Antigen Phospho-ERK1/2 (T202/Y204)
Applications Flow Cytometry (Intracellular Staining)
Concentration 5μL (0.125μg)/test
Conjugate PE
Format Conjugated
Formulation aqueous buffer, 0.09% sodium azide, may contain carrier protein/stabilizer
Gene Alias MAPK, ERK, p42/p44
Host Species Mouse
Isotype IgG1
Quantity 25 tests
Regulatory Status RUO
Species Reactivity Human, Mouse
Storage Requirements Store at 2-8°C. Do not freeze. Light-sensitive material.

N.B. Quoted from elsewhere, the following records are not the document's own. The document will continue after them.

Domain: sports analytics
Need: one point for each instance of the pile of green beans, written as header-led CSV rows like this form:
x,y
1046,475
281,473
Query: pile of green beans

Primary or Secondary Primary
Monoclonal or Polyclonal Monoclonal

This MILAN8R monoclonal antibody recognizes human and mouse extracellular signal-regulated kinases 1 and 2 (also known as ERK1/2, p44/p42, or MAPK3/1) when phosphorylated on T202/Y204. ERK1/2 belong to a family of conserved serine/threonine protein kinases known as mitogen-activated protein kinases (MAPKs) that are involved in many cellular programs such as proliferation, differentiation, motility, and survival. ERK1/2 signaling is activated in response to numerous extracellular stimuli including mitogens, growth factors, and cytokines. The primary activators of ERK1/2 are MEK1 and MEK2 which act by phosphorylating the activation loop residues T202/Y204 and T185/Y187 in ERK1 and ERK2, respectively. Several downstream targets of ERK1/2 have been identified, including p90RSK and the transcription factor Elk-1. ERK1/2 are negatively regulated by MAPK phosphatases, known as DUSPs or MKPs, as well as by chemical inhibitors of MEK including U0126 and PD98059. Disruption of the ERK pathway is common in many types of cancer.

Specificity of this MILAN8R clone was determined by ELISA, flow cytometry, and western blotting.